Écrit juste avant l’arrivée des grands modèles d’intelligence artificielle (IA) génératifs, le livre de Luciano Floridi garde cependant une actualité brûlante en ce qu’il propose une réflexion qui n’est pas historique, mais avant tout philosophique et épistémologique de la question sur l’intelligence artificielle qui se poursuit sur une réflexion centrée sur les questions éthiques.

Reconnu comme l’un des plus importants théoriciens de la philosophie de l’information et de l’éthique de l’informatique, Luciano Floridi développe depuis quelques années une oeuvre globale et systématique sur les technologies de l’information et de la communication (TIC) et sur l’informatique, les Principia Philosophiae Informationis, en quatre volumes : La philosophie de l’information (2011), L’éthique de l’information (2013), La logique de l’information (2019) et L’éthique de l’intelligence artificielle (2023).

Le point de départ qui sous-tend l’ensemble de ses ouvrages est le constat d’une submersion des individus et de la société dans l’information et le numérique, submersion qui introduit de profondes transformations dans les rapports humains et dans le rapport qu’entretiennent les individus face au monde. Plus précisément, Floridi montre qu’il n’est plus possible de distinger une vie connectée d’une vie déconnectée, un rapport au monde directement analogique ou numérique (vie online, vie offline). Selon lui, nous vivons à présent dans un rapport au monde onlife, qui ne cesse d’être enchâssé dans un monde enveloppé par le numérique - nous verrons plus précisément en quel sens.

La thèse principale développée dans l’ensemble de l’ouvrage est que l’IA est rendue possible par un découplage de l’intelligence et de la capacité d’agir. Dans cette perspective, l’intelligence artificielle n’est pas à comprendre comme une nouvelle forme d’intelligence, elle n’est pas à comprendre d’un point de vue cognitif, mais davantage comme un nouvelle forme d’agir propre qui doit interroger la façon dont on modèle notre rapport au monde (ou dont l’IA remodèle ce même rapport) et nos implications actives ou passives dans ces modélisations.

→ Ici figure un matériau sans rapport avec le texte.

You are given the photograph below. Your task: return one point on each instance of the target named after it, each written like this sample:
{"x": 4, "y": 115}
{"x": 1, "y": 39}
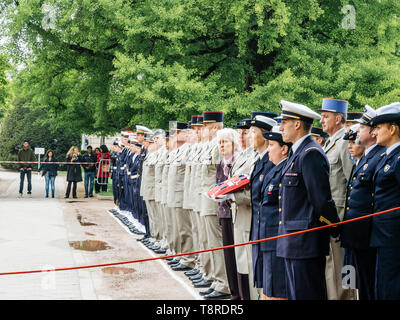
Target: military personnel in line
{"x": 160, "y": 189}
{"x": 169, "y": 225}
{"x": 385, "y": 235}
{"x": 114, "y": 162}
{"x": 305, "y": 201}
{"x": 194, "y": 140}
{"x": 319, "y": 136}
{"x": 202, "y": 279}
{"x": 158, "y": 245}
{"x": 242, "y": 212}
{"x": 261, "y": 123}
{"x": 121, "y": 170}
{"x": 273, "y": 277}
{"x": 352, "y": 118}
{"x": 333, "y": 118}
{"x": 147, "y": 186}
{"x": 359, "y": 202}
{"x": 181, "y": 219}
{"x": 242, "y": 165}
{"x": 213, "y": 121}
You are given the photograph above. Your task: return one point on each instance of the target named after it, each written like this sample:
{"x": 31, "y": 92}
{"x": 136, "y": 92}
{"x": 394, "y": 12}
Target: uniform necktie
{"x": 327, "y": 143}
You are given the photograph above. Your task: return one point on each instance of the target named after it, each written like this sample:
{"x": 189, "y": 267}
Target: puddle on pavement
{"x": 83, "y": 221}
{"x": 89, "y": 245}
{"x": 118, "y": 270}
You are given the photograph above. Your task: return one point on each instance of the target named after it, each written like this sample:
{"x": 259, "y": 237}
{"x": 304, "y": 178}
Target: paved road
{"x": 38, "y": 233}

L’ouvrage se divise en deux parties :

  1. Une interprétation philosophique de l’IA en tant que technologie, à partir d’une interprétation de son passé, présent et avenir : l’IA représente un divorce sans précédent entre la capacité d’agir et l’intelligence.
  2. Une investigation théorique des conséquences de ce divorce : l’IA est une nouvelle forme d’agir qui peut être exploitée de manière éthique et non éthique.

Première partie : comprendre l’IA

De la logique aux statistiques

Dans cette première partie, Luciano Floridi propose une interprétation philosophique (et non un tableau historique exhaustif) de l’IA. Il part du constat qu’il s’est opéré un déplacement historique de l’IA du champ des logiques mathématiques vers celui des statistiques, focalisant son attention non plus sur les opérations logiques mais sur l’inférence et la corrélation statistique1. Ce déplacement rejoint ce que Floridi nomme les “deux âmes de l’IA” :

  • L’IA cognitive, réellement intelligente, qui pense, qui produit de l’intelligence (ie. celle qui n’existe pas).
  • L’IA d’ingénierie, celle qui s’intéresse à la reproduction de comportements intelligents (ie. celle que nous cotoyons aujourd’hui).

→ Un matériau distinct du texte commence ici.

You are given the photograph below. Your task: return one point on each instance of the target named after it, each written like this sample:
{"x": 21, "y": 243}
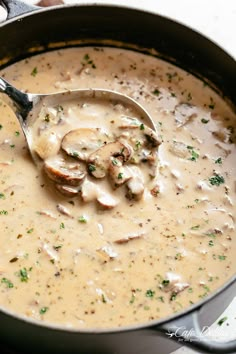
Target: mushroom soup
{"x": 117, "y": 224}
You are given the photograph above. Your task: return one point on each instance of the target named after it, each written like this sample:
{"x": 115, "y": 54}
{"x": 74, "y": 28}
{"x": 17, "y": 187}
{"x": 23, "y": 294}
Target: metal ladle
{"x": 28, "y": 105}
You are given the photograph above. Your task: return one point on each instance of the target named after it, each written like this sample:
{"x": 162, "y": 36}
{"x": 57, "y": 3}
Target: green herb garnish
{"x": 150, "y": 293}
{"x": 204, "y": 121}
{"x": 24, "y": 277}
{"x": 34, "y": 72}
{"x": 8, "y": 283}
{"x": 91, "y": 167}
{"x": 222, "y": 320}
{"x": 82, "y": 219}
{"x": 216, "y": 180}
{"x": 43, "y": 310}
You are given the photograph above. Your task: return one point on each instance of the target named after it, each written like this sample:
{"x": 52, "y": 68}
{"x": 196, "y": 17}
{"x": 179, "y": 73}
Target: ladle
{"x": 28, "y": 105}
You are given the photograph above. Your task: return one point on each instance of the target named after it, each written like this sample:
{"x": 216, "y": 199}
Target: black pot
{"x": 30, "y": 30}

Ce déplacement se double d’une entrée dans une ère historique qu’il qualifie d’âge de la conception. Si chaque époque peut être comprise selon un certain paradigme, la post-Renaissance comme l’âge des découvertes, la modernité tardive et les révolutions industrielles comme l’âge des inventions, notre époque qui a vu advenir le numérique est par excellence celui de la conception. En réduisant les contraintes et en augmentant les possibilités dont nous disposons, le numérique offre une liberté croissante d’agencement et d’organisation du monde ; ce qu’il manque encore, c’est un projet organisateur (humain).

Mais, avant cela, il convient de s’interroger sur la définition de l’intelligence artificielle.

Définition(s) de l’IA

“Qu’est-ce que l’IA ?” : je le sais quand je la vois.

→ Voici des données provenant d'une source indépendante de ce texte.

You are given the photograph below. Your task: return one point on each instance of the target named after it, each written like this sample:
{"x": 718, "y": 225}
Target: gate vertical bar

Dans une enquête de 2007, Legg et Hutter recensaient 53 définitions de l’intelligence et 18 de l’IA2. Contre une définition tautologique de l’IA ou négative (“l’intelligence artificielle désigne l’intelligence dont peuvent faire preuve les machines par opposition aux humains”), Floridi propose une définition contrefactuelle de l’IA, reprenant ainsi les définitions fournies par McCarthy, Minsky, Rochester et Shannon dans leur Proposition pour le projet d’été de recherches sur l’intelligence artificielle en 1955 :

Aux fins du présent document, le problème de l’intelligence artificielle est considérée comme étant celui de faire ne sorte qu’une machine se comporte d’une manière qui serait qualifiée d’intelligente si un être humain se comportait ainsi3.

L’attention est portée uniquement sur la reproduction d’un comportement et non sur la nature réellement intelligente ou non de l’opération réalisée. Cette définition contrefactuelle, qui focalise son attention sur la reproduction d’un comportement et du résultat accompli par l’IA rejoint d’ailleurs l’esprit du test de Turing et du prix Loebner4.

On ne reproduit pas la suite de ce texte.